Even the internal reservations announced within the Scheduled Castes (SC) have not gone down well with several groups like Banjaras and Bhovis. BJP leader B.S.Yediyurappa faced their wrath Monday in Shikaripura town. The two groups are apprehensive that their share under SC quota will come down as a result of internal reservation.

The Congress counts minorities as some of its main backers, and the issue has given it a chance to consolidate the splintering factions of Muslims. Its stand against the quota move will also help avoid splintering of Muslim votes that eventually benefits the BJP.

Though the Congress remained a mute spectator during most part of the Hijab controversy, it has taken a hard stand on the reservation issue.

“In the last 90 days, Bommai government has changed the reservation categories thrice. This itself shows the patent dishonesty and treachery being played on different communities in view of the impending polls.
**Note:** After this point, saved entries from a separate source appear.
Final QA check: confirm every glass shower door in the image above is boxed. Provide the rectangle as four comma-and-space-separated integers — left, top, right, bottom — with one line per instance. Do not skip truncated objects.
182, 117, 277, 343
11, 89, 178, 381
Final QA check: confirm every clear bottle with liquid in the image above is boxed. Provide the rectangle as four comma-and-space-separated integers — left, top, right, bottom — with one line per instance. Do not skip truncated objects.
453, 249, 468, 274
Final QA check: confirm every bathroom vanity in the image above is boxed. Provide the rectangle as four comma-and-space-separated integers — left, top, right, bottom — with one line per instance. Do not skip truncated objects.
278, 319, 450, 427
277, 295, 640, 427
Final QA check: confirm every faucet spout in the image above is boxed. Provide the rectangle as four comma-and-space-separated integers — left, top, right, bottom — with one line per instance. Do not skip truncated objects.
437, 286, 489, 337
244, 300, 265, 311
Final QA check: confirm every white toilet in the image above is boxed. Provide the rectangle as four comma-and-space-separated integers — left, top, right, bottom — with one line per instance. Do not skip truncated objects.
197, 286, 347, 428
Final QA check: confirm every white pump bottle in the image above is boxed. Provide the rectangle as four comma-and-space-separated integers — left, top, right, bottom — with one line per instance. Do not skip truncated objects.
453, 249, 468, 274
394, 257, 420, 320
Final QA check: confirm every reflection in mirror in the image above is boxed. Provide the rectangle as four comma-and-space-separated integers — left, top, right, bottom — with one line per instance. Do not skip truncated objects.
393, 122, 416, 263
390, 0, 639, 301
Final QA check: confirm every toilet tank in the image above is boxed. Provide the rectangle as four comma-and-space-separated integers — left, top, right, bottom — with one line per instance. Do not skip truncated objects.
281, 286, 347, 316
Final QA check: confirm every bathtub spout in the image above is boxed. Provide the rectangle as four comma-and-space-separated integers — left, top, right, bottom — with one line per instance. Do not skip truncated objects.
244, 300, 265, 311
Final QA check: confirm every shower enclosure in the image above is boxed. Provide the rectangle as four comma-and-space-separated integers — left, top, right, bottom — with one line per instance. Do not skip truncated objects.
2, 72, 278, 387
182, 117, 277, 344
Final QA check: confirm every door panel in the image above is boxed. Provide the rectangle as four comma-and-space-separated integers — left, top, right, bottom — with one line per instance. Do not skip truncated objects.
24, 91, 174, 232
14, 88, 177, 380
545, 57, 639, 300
The idea is to divide them,” said Randeep Singh Surjewala, the Congress general secretary in charge of Karnataka, on Sunday.

He added that Bommai has donned the role of a “new age Shakuni” to “dupe, deceive and defraud” the people of the state that would leave no reservation for any community.

On the other hand, Bommai has said that the Congress has always “hoodwinked SC/ST” and that it has been their track record. “They (the Congress) are under the wrong impression that they would get those votes by showing sympathy, but are unaware of the fact that there is an elected government to decide it. The incumbent government has taken a decision only after the discussion regarding any demand from any association or organisation for social or other developments,” he said.